#JaiLuCharlie

Pauvre Charb, Wolinski, Cabu, Tignous, Maris, Honoré, etc. Cela ne fait que deux jours qu’ils ont été tués par deux crétins. Et le spectacle est déjà affligeant. Pêle-mêle :

  • un défilé de people sur Canal+ ânonnant « Je suis Charlie ». Franchement, qu’est-ce que Michel Drucker a à voir avec l’esprit Charlie ?
  • Les cloches de Notre-Dame qui sonnent hier à midi pour eux, des mécréants comme on n’en fait plus !
  • Et le summum : les partis politiques qui se déchirent pour savoir s’il faut inviter le Front National à la marche de dimanche.

Si cette marche est effectivement organisée par le parti actuellement au pouvoir, on est vraiment très loin de l’esprit Charlie Hebdo.

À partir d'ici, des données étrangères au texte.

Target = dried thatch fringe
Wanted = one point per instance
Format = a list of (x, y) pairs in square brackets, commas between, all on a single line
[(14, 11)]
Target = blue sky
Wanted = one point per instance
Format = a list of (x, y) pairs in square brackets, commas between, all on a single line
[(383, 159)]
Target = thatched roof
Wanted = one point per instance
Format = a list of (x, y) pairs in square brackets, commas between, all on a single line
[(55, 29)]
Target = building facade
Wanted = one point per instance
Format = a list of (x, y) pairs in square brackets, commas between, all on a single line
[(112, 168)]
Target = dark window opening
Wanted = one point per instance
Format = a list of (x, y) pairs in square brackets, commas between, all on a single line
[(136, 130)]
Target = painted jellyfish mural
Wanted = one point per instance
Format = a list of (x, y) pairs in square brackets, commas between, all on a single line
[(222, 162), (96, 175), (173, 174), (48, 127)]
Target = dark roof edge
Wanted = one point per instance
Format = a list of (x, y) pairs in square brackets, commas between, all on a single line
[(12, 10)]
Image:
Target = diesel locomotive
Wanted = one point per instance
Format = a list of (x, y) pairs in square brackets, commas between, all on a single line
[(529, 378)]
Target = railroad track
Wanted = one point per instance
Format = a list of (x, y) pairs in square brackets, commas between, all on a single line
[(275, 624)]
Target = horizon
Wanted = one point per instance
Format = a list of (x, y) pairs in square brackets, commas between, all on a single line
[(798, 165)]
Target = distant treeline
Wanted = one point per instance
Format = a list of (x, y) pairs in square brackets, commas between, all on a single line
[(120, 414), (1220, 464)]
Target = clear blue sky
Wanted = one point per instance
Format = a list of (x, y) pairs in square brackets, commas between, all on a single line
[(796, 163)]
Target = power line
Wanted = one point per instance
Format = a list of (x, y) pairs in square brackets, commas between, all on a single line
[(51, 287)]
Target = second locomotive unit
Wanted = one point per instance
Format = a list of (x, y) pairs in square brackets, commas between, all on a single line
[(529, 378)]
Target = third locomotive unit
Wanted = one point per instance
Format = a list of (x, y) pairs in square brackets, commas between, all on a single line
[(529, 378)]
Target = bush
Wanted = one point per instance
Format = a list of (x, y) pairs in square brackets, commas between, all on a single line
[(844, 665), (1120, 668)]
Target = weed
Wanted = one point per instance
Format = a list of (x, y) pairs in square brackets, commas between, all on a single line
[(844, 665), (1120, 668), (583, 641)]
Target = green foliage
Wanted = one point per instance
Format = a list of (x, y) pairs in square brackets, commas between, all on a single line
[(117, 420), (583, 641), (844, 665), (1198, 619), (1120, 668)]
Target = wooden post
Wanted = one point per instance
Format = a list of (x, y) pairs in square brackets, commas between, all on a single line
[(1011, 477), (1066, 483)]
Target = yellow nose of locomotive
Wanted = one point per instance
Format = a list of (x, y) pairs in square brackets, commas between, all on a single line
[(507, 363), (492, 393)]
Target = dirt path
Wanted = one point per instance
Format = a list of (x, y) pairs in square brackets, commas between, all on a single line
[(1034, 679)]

Ce n’est pas aux partis politiques d’organiser une telle marche et d’envoyer des invitations. Et si des gens du FN veulent venir, qu’ils viennent. Mais aucune banderole d’un parti.

Charlei Hebdo

Séquence nostalgie

Charlie Hebdo, je l’ai acheté et lu pendant une bonne trentaine d’années.  Pendant la période historique des années 70 puis pendant les années 1990-2000. J’ai arrêté de lire Charlie en 2008 lors du licenciement de Siné par Philippe Val.Je n’ai jamais été fan de l’humour de Siné, mais le licencier pour antisémitisme, c’était de la pure mauvaise foi. J’étais également allergique à certaines plumes, donneurs de leçon étrangers à l’esprit Charlie des années 70 (Philippe Val lui-même, Caroline Fourest). Philippe Val est parti l’année suivante diriger France Inter où il s’est chargé de licencier Stéphane Guillon et Didier Porte qui déplaisaient à Sarkozy.

Mais j’ai connu Cabu et Gébé avant Charlie Hebdo. A la fin des années 60 j’achetais toutes les semaines Pilote où je dévorais les aventures du grand Duduche et les Dingo Dossiers. En 1967-68, en troisième au collège de Benfeld, j’avais une heure d’étude entre deux heures de cours que j’ai séché pendant toute une année. En début d’heure, je prêtais mon Pilote au pion, je vaquais à mes occupations et en fin d’heure, je venais récupérer mon Pilote.

Et je dois à Hara-Kiri mes premiers émois de gamins. En effet, j’avais un copain qui habitait non loin de chez mes grands-parents (rue du coq, bien sûr), « de Riegel Bernard »,  et son père, un ancien d’Algérie porté sur la bouteille achetait tous les mois Hara-Kiri que nous nous empressions de lui chouraver. Je me rappelle surtout ces impayables romans-photos pleins de poils, de femmes nues. N’oubliez pas qu’il s’agit d’une époque où une speakerine de la télé s’est fait liceznciée parce que sa jupe était trop courte de 10 cm.